“Hallo, Tom! Where have you dropped from? Damaged leg, eh?”
“Been away to see my father, Baas,” answered the Kaffir, grinning all over his face. “An ox kicked me on the leg, but it will soon be well.”
“An ox kicked you, did it?” said Roden, with a half laugh; for he shrewdly suspected the hoof of that ox to have been of very small size, and made of lead. And the Kaffir laughed again, for he knew that Roden was not deceived.
“You know him? Is he honest now?” said Father O’Driscoll.
“Thoroughly, I believe. What’s more, he’s a man of his word. I am telling Father O’Driscoll you are a man of your word, Tom,” said Roden, translating into Dutch, and speaking with a meaning not lost upon the Kaffir.
“I am your child, chief,” replied the native. “Au, I would like to serve the old Baas. He looks kind.”
“Well, Tom, I’ll take you on so,” said the priest. “Go round now, and see after the horse at once; for faith, it’s a long ride the poor beast has just come off. By the way,” he added, turning to Roden as the Kaffir departed, “I seem to have seen him somewhere before. Has he been with any one here?”
“He was with that arch-sweep, Sonnenberg, who employed him to do a particularly dirty trick, and got ‘had’ sweetly in return, as you would be the first to allow if I were to disclose it.

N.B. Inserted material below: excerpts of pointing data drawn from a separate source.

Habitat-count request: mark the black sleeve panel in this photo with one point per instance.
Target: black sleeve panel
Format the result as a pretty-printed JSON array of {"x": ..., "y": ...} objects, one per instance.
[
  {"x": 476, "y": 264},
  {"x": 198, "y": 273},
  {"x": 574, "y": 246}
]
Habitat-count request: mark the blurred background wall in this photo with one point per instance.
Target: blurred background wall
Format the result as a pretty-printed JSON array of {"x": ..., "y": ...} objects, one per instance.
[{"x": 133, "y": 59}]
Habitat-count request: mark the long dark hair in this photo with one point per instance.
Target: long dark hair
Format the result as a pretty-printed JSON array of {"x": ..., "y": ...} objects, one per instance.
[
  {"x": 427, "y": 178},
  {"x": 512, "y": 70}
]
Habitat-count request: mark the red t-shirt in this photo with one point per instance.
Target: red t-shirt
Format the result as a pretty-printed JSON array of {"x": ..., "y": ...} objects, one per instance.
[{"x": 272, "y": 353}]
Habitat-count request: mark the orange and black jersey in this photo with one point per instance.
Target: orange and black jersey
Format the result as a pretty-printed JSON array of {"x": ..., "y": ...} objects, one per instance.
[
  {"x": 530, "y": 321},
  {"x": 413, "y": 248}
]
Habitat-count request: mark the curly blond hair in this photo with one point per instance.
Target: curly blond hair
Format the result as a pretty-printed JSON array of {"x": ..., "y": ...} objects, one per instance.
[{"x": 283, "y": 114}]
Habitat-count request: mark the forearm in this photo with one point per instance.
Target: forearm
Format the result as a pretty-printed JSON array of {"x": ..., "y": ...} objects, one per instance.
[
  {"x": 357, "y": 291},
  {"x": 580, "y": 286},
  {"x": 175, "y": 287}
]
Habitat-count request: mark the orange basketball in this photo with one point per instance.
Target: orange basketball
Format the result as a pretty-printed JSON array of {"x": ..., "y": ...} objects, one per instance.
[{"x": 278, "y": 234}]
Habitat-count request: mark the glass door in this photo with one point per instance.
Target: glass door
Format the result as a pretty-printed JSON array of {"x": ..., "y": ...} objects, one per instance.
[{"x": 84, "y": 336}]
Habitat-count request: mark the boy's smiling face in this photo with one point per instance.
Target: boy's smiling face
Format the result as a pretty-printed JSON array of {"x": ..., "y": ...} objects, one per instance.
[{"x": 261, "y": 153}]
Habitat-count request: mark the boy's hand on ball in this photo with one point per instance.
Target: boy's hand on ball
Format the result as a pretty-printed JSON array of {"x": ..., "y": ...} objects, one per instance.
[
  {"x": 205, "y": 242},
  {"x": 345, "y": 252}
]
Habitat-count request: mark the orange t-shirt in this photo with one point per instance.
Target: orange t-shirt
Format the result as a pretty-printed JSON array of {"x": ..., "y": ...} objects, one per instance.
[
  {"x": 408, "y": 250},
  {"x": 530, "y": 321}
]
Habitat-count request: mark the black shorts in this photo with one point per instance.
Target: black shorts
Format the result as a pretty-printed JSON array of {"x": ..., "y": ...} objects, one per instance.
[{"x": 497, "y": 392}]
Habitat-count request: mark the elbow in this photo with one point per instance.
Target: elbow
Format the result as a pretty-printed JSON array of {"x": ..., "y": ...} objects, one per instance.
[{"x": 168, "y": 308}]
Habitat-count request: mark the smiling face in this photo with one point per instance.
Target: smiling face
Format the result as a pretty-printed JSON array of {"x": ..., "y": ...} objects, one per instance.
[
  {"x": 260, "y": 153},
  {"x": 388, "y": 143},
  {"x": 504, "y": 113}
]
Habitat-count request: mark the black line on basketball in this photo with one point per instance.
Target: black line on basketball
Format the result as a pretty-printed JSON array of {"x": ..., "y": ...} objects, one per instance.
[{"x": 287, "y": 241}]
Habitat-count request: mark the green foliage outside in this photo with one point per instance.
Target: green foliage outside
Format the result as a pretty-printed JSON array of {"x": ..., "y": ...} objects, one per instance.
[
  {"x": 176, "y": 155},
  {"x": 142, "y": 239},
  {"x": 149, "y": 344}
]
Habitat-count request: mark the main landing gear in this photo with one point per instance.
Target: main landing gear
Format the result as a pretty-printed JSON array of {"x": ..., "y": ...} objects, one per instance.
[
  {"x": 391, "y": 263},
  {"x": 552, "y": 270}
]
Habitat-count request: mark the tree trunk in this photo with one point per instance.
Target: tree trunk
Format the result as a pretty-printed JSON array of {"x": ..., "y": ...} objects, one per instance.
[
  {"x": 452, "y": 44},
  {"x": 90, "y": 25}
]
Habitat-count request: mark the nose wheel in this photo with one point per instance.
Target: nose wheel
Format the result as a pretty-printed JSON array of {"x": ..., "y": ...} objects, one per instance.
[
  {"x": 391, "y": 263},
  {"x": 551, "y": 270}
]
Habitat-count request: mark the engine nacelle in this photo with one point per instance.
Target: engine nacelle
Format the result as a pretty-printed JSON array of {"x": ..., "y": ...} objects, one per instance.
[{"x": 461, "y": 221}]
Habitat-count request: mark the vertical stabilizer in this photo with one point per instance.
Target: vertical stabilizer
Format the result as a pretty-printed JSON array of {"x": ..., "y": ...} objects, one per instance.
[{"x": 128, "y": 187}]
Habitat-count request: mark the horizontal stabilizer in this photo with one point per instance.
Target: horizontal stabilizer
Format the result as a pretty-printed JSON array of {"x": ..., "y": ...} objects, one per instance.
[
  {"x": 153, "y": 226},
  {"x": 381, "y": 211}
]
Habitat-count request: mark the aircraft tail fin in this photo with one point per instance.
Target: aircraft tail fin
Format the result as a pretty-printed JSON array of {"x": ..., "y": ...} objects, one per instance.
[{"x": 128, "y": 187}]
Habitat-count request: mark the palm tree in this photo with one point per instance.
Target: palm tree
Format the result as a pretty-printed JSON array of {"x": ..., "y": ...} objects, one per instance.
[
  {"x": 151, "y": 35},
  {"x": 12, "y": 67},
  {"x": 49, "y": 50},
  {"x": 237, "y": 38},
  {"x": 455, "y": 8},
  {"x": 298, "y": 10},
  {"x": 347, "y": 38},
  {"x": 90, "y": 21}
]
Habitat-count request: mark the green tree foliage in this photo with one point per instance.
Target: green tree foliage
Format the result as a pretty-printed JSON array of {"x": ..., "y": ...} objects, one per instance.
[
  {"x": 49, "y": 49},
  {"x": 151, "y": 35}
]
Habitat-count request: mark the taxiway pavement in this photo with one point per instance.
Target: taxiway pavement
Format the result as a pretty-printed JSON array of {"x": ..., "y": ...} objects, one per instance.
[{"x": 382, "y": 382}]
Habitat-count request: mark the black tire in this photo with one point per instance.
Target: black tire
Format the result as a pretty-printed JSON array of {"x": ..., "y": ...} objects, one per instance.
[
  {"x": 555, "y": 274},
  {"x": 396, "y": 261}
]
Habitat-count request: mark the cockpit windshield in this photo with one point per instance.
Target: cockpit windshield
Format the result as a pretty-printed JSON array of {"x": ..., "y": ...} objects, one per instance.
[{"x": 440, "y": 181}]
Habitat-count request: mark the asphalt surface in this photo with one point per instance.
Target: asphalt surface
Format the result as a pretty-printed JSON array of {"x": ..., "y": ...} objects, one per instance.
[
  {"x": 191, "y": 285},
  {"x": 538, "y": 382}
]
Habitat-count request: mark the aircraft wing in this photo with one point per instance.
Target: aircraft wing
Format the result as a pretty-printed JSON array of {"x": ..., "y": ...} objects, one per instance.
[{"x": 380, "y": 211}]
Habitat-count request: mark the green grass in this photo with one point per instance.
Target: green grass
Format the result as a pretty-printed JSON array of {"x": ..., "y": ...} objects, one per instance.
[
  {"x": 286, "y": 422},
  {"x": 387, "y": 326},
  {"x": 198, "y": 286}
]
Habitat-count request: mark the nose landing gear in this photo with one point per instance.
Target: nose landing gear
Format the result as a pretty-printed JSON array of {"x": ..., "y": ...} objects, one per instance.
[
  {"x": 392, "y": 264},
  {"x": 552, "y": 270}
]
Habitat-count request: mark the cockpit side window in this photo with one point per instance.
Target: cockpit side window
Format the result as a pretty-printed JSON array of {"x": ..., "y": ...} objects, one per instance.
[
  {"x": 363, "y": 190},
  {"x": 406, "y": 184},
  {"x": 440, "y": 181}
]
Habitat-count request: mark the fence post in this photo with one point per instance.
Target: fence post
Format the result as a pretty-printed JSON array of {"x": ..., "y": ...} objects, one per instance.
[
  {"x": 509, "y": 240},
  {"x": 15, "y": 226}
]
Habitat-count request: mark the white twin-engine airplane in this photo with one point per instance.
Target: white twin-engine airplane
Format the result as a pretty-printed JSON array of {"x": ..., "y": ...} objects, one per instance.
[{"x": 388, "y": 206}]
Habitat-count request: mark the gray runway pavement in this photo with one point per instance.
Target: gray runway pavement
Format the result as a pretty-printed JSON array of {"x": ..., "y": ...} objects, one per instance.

There is another thing I might reveal which would convince you that in defining Tom as a man of his word I was speaking no more than the literal truth, only I promised him never to mention it. You have got a right good boy in him, Father O’Driscoll, and if I had any use for a boy I’d employ him myself.”
“Oh, I’m quite satisfied, I assure ye, Mr Musgrave. Many thanks for your trouble.”
Thus Tom obtained the best place in Doppersdorp, and Roden was able in some slight measure to requite the loyalty and good faith of the ci-devant savage warrior, who might, by breaking his word, have delivered him over on that memorable morning to a violent and barbarous death.